State Sen. Andrew Chesney, R-Freeport, said the fight of the fall session is going to be renewing the privately-funded Invest in Kids school choice scholarship program. The program gives a 75% state income tax credit for donations but expires at the end of the year.

Chesney said a bipartisan approach to lift the nuclear moratorium Gov. J.B. Pritzker vetoed will also be top of mind.

“To have a more balanced energy approach to support the changing habits that are being dictated by the government,” Chesney told The Center Square.

State Rep.

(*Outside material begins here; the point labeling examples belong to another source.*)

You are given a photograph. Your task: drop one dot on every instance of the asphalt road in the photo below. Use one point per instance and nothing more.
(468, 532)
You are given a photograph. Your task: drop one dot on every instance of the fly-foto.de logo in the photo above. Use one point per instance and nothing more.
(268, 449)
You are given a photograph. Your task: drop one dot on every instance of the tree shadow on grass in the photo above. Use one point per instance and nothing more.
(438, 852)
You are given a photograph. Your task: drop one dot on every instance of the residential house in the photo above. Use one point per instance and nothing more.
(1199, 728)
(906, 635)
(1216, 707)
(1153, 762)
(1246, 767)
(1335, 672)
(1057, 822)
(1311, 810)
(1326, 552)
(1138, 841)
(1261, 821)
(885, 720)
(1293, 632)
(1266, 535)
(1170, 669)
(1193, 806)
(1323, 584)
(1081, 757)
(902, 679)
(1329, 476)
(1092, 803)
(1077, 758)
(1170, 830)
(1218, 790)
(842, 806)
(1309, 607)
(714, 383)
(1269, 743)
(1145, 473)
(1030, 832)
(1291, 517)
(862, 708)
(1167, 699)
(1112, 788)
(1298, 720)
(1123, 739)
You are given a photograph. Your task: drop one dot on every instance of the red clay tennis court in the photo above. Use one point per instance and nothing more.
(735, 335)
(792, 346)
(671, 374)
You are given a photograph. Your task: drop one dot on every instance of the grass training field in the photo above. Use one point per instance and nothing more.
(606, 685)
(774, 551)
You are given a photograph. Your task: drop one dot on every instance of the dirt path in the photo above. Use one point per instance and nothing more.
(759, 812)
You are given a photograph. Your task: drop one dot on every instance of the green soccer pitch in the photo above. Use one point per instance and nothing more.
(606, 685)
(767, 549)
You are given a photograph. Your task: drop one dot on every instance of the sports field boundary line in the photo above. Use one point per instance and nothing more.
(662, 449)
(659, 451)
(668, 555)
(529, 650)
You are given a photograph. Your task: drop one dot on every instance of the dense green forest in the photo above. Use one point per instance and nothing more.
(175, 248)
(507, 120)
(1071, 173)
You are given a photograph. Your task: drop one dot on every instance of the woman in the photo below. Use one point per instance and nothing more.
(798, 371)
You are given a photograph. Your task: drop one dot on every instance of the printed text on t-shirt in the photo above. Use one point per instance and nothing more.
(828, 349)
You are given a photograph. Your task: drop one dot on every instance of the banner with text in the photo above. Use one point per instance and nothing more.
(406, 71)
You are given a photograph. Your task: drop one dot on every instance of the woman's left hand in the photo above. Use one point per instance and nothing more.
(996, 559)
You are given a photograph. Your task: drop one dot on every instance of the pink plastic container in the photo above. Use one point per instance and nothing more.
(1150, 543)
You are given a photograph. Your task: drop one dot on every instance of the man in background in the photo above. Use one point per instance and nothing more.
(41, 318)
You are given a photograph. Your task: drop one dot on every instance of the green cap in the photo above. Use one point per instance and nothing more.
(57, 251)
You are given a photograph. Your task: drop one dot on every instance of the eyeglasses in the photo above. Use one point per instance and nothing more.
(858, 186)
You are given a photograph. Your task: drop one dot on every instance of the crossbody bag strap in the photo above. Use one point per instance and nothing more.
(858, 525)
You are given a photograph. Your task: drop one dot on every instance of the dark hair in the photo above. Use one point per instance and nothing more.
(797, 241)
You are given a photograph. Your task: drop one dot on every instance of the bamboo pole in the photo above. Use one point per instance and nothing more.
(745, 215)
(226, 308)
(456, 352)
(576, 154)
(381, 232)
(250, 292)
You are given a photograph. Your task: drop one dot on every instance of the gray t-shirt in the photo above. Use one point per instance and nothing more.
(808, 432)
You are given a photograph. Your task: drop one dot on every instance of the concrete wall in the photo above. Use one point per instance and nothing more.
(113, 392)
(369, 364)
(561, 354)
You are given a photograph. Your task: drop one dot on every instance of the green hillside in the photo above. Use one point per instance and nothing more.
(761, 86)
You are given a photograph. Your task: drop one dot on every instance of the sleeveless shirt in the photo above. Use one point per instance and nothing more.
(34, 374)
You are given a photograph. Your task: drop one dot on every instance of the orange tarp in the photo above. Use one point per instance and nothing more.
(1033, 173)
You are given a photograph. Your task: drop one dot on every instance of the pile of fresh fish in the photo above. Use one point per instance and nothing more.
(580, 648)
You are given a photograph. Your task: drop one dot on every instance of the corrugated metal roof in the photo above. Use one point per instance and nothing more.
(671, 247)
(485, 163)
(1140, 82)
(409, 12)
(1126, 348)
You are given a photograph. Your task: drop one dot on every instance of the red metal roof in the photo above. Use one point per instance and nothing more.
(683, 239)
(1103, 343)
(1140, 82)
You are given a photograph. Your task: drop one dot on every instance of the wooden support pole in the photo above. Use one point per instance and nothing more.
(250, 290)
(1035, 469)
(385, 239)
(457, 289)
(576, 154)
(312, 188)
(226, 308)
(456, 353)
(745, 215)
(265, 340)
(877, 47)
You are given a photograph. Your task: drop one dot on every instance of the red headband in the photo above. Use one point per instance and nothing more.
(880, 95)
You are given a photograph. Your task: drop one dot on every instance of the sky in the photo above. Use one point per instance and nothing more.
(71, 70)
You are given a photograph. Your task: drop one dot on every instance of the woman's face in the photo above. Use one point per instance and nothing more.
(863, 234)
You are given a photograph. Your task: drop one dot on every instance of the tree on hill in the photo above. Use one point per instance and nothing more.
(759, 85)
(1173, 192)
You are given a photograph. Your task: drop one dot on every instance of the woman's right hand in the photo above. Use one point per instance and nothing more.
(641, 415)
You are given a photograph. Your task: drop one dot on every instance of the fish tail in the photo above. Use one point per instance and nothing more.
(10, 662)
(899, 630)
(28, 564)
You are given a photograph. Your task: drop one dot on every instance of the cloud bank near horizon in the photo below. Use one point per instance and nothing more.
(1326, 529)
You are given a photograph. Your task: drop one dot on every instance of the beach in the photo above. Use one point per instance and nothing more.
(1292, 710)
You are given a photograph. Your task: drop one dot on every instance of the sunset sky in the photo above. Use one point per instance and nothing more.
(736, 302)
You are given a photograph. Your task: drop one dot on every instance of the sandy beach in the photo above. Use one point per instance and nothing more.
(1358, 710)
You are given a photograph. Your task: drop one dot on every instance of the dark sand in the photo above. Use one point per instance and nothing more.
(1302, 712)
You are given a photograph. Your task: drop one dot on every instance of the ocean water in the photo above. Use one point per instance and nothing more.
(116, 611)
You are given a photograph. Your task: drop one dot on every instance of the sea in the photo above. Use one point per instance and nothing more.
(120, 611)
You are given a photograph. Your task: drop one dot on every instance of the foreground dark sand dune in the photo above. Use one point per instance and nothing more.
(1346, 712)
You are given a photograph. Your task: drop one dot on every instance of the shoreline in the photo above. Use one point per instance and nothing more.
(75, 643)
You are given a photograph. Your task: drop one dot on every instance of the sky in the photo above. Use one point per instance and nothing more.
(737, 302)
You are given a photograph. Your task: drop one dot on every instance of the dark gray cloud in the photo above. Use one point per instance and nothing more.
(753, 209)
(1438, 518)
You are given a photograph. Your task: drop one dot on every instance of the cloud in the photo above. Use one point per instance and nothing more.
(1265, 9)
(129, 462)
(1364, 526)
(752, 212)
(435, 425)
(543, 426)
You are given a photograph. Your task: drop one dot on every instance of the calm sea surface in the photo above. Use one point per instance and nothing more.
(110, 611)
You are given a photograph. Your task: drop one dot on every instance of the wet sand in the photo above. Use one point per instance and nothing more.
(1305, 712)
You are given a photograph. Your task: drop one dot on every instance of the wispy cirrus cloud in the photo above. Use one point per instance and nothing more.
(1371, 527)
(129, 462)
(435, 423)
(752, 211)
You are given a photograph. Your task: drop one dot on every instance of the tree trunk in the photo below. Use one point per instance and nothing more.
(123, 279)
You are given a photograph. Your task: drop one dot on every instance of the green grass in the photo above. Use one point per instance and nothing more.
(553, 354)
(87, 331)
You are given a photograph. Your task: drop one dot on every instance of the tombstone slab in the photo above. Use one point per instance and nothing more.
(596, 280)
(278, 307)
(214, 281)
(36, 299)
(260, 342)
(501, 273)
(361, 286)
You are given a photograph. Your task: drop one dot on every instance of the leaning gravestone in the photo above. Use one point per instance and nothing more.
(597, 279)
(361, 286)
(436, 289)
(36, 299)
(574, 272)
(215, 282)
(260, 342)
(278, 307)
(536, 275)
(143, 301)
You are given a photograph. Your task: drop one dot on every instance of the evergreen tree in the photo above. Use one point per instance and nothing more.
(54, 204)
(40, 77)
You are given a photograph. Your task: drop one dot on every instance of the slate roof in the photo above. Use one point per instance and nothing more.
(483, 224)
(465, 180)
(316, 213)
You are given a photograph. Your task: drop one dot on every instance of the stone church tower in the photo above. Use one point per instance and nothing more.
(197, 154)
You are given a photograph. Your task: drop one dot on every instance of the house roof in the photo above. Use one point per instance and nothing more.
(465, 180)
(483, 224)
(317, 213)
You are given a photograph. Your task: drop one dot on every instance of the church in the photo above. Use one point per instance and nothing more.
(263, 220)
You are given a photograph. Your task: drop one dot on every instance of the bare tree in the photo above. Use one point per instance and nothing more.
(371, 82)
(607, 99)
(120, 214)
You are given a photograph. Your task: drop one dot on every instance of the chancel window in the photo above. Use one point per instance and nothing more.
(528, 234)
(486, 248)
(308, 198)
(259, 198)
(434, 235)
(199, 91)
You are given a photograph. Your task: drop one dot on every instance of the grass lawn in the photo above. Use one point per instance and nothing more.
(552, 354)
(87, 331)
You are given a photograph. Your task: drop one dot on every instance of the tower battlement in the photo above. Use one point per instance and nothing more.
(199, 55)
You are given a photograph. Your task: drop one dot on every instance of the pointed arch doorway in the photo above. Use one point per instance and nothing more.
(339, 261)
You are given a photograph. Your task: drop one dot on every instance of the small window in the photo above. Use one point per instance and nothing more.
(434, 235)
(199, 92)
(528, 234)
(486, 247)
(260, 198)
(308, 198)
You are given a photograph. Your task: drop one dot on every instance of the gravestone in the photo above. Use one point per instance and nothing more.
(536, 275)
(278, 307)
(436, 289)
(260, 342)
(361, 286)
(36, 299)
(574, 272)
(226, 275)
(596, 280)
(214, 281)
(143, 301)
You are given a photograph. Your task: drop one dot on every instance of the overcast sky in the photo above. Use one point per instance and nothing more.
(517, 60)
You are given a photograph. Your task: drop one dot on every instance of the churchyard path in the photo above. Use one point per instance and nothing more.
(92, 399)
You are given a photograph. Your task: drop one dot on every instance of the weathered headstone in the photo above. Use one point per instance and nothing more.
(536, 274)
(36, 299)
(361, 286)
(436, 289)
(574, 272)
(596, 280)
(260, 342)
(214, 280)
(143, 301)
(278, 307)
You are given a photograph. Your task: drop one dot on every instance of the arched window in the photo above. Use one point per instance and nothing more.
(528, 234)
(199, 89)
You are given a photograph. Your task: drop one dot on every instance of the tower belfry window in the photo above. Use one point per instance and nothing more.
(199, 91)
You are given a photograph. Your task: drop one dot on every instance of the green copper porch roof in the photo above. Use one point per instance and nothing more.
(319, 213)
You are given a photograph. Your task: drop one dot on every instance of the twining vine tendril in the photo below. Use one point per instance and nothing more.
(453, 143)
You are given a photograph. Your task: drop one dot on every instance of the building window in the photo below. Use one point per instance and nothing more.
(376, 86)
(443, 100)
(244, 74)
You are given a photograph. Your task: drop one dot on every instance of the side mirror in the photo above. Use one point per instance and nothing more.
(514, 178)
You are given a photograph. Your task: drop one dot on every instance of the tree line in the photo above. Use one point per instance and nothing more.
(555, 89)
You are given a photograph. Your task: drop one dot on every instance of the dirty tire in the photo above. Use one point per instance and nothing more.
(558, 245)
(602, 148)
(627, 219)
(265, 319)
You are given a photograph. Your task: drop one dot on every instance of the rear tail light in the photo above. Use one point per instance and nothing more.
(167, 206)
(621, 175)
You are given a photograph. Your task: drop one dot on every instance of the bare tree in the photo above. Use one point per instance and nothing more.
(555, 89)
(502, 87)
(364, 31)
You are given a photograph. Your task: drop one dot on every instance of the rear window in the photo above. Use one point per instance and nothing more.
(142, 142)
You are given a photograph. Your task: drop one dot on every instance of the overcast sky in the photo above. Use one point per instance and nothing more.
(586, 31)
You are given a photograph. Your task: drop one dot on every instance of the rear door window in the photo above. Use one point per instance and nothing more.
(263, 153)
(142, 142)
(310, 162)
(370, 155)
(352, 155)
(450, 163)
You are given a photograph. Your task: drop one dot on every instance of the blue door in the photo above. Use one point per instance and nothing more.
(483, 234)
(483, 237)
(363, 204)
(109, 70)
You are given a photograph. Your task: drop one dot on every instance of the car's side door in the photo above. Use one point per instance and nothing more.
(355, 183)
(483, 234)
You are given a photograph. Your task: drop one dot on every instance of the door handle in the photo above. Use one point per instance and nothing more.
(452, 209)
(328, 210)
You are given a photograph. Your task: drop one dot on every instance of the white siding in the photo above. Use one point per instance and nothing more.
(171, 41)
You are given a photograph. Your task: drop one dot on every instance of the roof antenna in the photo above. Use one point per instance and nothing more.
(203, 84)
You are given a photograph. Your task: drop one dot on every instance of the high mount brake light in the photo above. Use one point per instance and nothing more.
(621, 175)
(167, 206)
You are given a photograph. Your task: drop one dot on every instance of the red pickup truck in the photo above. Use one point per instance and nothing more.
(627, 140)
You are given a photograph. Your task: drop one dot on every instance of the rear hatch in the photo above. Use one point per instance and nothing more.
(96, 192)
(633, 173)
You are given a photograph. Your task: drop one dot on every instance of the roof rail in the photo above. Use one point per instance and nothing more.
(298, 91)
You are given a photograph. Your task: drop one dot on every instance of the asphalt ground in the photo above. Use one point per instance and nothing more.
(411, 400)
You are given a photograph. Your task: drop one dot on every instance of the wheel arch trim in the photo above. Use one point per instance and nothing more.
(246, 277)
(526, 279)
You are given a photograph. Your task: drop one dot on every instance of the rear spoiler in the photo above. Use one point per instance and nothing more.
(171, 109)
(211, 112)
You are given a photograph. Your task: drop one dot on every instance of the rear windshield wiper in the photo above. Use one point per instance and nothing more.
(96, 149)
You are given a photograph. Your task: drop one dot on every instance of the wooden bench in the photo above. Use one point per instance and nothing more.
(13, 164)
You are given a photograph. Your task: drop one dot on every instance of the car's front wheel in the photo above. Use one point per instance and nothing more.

Wayne Rosenthal, R-Morrisonville, expects energy policy will be a dominating factor during fall session.

“You gotta choose between powering your vehicle or powering your air conditioning,” Rosenthal said. “Whether solar panels and wind can generate enough electricity to continue to meet all of our needs has yet to be seen.”

Lawmakers may also consider Pritzker’s veto of a measure giving right of first refusal to Ameren Illinois when constructing electric transmission lines.

“I think it’s very important,” Rosenthal told The Center Square. “One thing is we need to make sure that we have a source of electricity as more electric vehicles come online and recharging goes on.”

State Rep. Jay Hoffman, D-Swansea, said he hopes to move forward with allowing small modular nuclear reactors and other priorities during veto session.

“Accept the amendatory veto on the private-public partnerships so that we can move forward with some of the biggest construction jobs we’re going to be facing here in Illinois,” Hoffman said. “As we move forward to be closer to veto session, I think we’ll be sitting down with the governor’s office to determine a course of action.”

The six-day veto session is scheduled to begin Oct. 24 and end Nov. 9.